UV crosslinking was performed on ice with N-RNase E or RNase E (250 nM) and a radiolabeled, 4-thiouridine-containing RNA (500 nM) in 15 mM Tris (pH 7.5), 5 mM MgCl2, 50 mM KCl, and 5% glycerol. Crosslinking was induced by irradiation for 20 min with a hand-held long-wave UV lamp (Blak-Ray lamp, UVP Inc.) placed directly on the top of the microcentrifuge tubes that contained the samples. Competitive inhibition of crosslinking was examined by adding a ten-fold molar excess of an unlabeled competitor RNA just before adding the radiolabeled, 4-thiouridine-containing RNA. Protein and RNA concentrations were doubled when examining the effect of alanine substitutions on the crosslinking efficiency of N-RNase E. Crosslinking products were detected and quantified by using a Molecular Dynamics Storm 820 Phosphorimager.

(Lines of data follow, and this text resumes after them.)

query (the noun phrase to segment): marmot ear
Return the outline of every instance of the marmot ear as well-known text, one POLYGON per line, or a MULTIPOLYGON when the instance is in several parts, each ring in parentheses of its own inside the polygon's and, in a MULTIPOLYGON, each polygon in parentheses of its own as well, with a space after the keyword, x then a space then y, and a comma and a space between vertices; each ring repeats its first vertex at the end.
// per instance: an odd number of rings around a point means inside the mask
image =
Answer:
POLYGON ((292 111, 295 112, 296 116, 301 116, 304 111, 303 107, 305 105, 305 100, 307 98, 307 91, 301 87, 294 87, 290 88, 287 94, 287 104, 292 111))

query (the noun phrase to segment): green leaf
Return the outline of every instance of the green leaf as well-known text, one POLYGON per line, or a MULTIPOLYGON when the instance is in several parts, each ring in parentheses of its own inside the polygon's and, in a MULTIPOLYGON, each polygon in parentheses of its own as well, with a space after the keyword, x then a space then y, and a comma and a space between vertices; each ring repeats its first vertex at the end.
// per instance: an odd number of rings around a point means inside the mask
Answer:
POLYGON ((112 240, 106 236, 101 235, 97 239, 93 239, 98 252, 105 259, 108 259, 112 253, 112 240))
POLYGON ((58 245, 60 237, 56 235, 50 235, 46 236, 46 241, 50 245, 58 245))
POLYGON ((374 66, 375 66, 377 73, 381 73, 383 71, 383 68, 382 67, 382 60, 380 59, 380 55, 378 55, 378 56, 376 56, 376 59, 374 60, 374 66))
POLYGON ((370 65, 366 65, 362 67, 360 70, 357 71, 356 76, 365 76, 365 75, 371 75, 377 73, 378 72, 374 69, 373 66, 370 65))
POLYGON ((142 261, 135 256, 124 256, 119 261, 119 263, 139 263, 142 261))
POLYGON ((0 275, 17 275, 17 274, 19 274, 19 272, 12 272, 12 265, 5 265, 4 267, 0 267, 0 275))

Assays of feedback regulation of rne-lacZ reporters bearing variants of rne hp2 (ezΔ114–337 and derivatives thereof) were performed at 37°C with log-phase cultures of the isogenic E. coli strains CH1827+pRNE101 (high RNase E activity) and CH1828 (low RNase E activity), as previously described (Diwa et al., 2000). The effect of alanine substitutions on feedback regulation by RNase E was examined in E. coli strain CJ1828 (which has a chromosomal rne-lacZ reporter and low intrinsic RNase E activity) (Jain & Belasco, 1995) containing plasmid pRNE2000 and mutants thereof or plasmid pMPM-K1 (negative control) and corrected for slight differences in the cellular concentration of the RNase E variants, as described (Jiang et al., 2000).
We are grateful to Evgeny Nudler and Vitaly Epshtein for their advice and assistance. This research was supported by a grant to J. G. B. from the National Institutes of Health (GM35769).